Kaira - Thank you for your welcome & reply too. Living apart has given me a much needed personal escape zone to nurture my recovery & rebuild my identity. In my world (my home) I am safe & free. But living apart wasnt my only saviour. I really needed to understand alcoholic abuse, toxic love & codependancy. I also learnt how to guard my emotional gate. I chose by my actions & words how, when & to what extent I allowed others (not just him) into my hurt zone. I also learnt to be less fearful about possibly dying alone. This has had an overwhelming effect on my entire being. I can not say that living apart or anything that I have done or said has influenced his own change in behaviour. But it has had a life saving experience for me. And as of now, I am happy with this situation to live apart. My fear is that someday we may choose to cohabitat again. I havent allowed myself to address that possibility yet. Hope that helps
Welcome Pupnut. I, too, made the choice to live separately from my RAH (recovering alcoholic husband) and after 5 months, we have started to spend time together again. I am glad to read that your living arrangement is working. Its actually not that uncommon...google "living apart together" or "married living separately" and you'll find lots of articles and stories about it. Lucky for me and the RAH, we can afford this lifestyle. Honestly, I have no intention of moving in with him again anytime soon. He's not fond of this arrangement, but made the choice to stay married and this was his only option.

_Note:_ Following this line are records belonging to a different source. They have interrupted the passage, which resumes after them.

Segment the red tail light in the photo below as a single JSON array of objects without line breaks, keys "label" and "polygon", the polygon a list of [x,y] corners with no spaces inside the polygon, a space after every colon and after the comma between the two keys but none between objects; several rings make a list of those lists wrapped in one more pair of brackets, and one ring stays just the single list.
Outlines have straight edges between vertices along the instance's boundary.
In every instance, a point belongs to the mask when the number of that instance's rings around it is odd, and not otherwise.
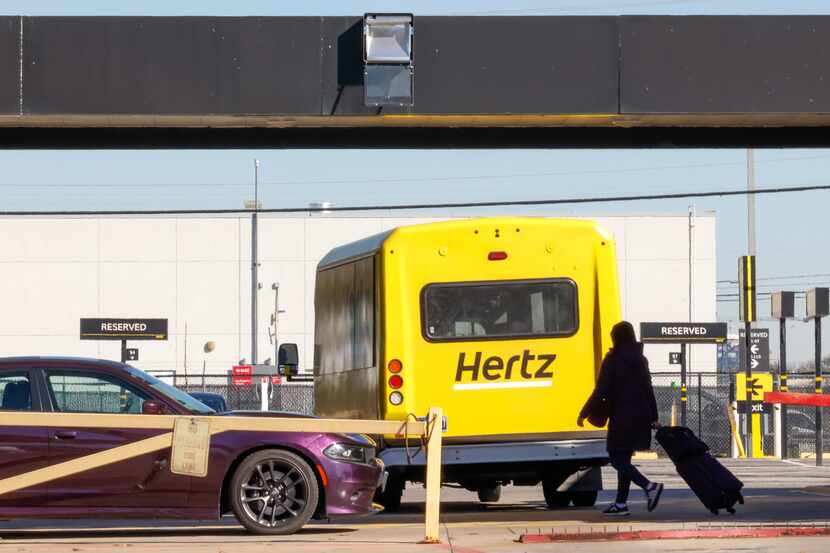
[{"label": "red tail light", "polygon": [[386,368],[389,369],[390,373],[398,374],[403,369],[403,363],[401,363],[398,359],[392,359]]}]

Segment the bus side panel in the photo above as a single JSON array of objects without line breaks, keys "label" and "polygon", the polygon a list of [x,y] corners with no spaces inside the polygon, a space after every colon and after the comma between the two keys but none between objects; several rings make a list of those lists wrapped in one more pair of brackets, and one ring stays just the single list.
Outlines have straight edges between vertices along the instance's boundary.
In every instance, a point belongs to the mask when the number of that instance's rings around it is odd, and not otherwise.
[{"label": "bus side panel", "polygon": [[611,349],[611,328],[622,320],[620,309],[619,276],[617,272],[616,244],[610,237],[602,240],[596,248],[596,307],[594,323],[595,373],[599,369],[605,352]]},{"label": "bus side panel", "polygon": [[314,409],[324,417],[376,419],[375,258],[317,272]]},{"label": "bus side panel", "polygon": [[334,419],[377,419],[377,367],[316,378],[314,413]]},{"label": "bus side panel", "polygon": [[[390,392],[385,363],[400,359],[404,402],[395,407],[384,401],[385,418],[423,415],[430,405],[441,406],[448,441],[545,434],[561,439],[563,433],[576,437],[591,430],[577,427],[576,418],[610,346],[610,325],[619,320],[613,248],[612,240],[584,222],[480,220],[435,225],[429,231],[400,229],[383,254],[388,259],[381,381],[385,400]],[[505,251],[507,258],[488,261],[492,251]],[[426,285],[550,278],[576,285],[579,326],[573,335],[447,342],[422,336],[420,294]],[[497,367],[499,382],[483,376],[489,364]]]}]

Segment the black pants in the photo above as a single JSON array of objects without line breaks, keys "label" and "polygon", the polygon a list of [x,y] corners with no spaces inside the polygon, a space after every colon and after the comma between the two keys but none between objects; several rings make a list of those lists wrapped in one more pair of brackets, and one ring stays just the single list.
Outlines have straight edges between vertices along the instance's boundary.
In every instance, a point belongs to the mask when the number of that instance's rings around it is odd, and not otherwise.
[{"label": "black pants", "polygon": [[611,466],[617,471],[617,503],[628,502],[628,490],[634,482],[643,489],[649,485],[648,478],[643,476],[637,468],[631,464],[633,451],[609,451]]}]

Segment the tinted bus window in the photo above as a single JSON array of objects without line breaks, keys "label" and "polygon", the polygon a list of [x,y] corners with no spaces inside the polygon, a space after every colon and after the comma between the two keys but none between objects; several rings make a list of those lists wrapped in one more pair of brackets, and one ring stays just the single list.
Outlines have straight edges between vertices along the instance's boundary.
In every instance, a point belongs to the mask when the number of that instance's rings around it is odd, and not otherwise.
[{"label": "tinted bus window", "polygon": [[374,275],[372,257],[317,274],[314,333],[317,374],[374,366]]},{"label": "tinted bus window", "polygon": [[422,298],[428,340],[563,336],[577,329],[571,280],[430,284]]}]

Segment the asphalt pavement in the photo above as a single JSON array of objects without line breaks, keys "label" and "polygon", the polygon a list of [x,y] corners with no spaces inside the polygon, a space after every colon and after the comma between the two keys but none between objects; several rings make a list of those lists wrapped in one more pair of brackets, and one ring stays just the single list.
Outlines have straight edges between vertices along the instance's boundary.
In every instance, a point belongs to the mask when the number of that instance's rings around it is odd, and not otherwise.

It allows us to get the best of each other. And then go home to our separate spaces. I also have 2 kids from a previous marriage and I don't think he handled the stress of step-parenting very well. They are teenagers so almost at the end of the full-time parenting phase of my life. It also allows both of us to feel financially secure having our own assets - especially during early recovery. He knows he won't end up homeless if he relapses, and I know if he relapses I don't have to deal with it in my home.

I am also able to focus more on my own recovery and the space, peace and serenity really help a lot.

I think its awesome that it is working for you. And for those who have questions about it - all I can say is it felt right to me, so I did it this way. I won't do anything different until this stops feeling right.